Yang-Mills mass gap at large-N, non-commutative YM theory, topological quantum field theory and hyperfiniteness

TL;DR

This paper explores the large-N limit of Yang-Mills theories, connecting non-commutative gauge theories, topological quantum field theories, and hyperfiniteness, to address the longstanding mass gap problem with a focus on algebraic structures and localization techniques.

Contribution

It introduces a new perspective linking non-commutative gauge theories, topological field theories, and hyperfiniteness to analyze the mass gap in large-N Yang-Mills theory.

Findings

The local gauge-invariant subalgebra simplifies the two-point correlators to a sum of free massive propagators.

The ambient algebra of Wilson loops is a non-hyperfinite type II_1 factor.

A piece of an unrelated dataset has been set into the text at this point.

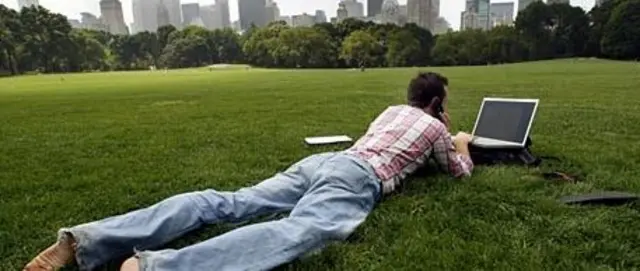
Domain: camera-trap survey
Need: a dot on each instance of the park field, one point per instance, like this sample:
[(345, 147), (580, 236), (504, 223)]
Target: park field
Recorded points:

Existence of a TFT underlying large-N YM may influence the hyperfiniteness of relevant subalgebras.

Abstract

We review a number of old and new concepts in quantum gauge theories, some of which are well established but not widely appreciated, some are most recent. Such concepts involve non-commutative gauge theories and their relation to the large-N limit, loop equations and the change to the anti-selfdual variables also known as Nicolai map, topological field theory (TFT) and its relation to localization and Morse-Smale-Floer homology, with an emphasis both on the mathematical aspects and the physical meaning. These concepts, assembled in a new way, enter a line of attack to the problem of the mass gap in large-N SU(N) YM, that is reviewed as well. In the large-N limit of pure SU(N) YM the ambient algebra of Wilson loops is known to be a type II_1 non-hyperfinite factor. Nevertheless, for the mass gap problem at the leading 1/N order, only the subalgebra of local gauge-invariant single-trace operators matters. The connected two-point correlators in this subalgebra must be an infinite sum of propagators of free massive fields, a vast simplification. It is an open problem, determined by the grow of the degeneracy of the spectrum, whether the aforementioned local subalgebra is in fact hyperfinite. For the mass-gap problem, in the search of a hyperfinite subalgebra containing the scalar sector of large-N YM, a major role is played by the existence of a TFT underlying the large-N limit of YM, with twisted boundary conditions on a torus or, what is the same by Morita duality, on a non-commutative torus.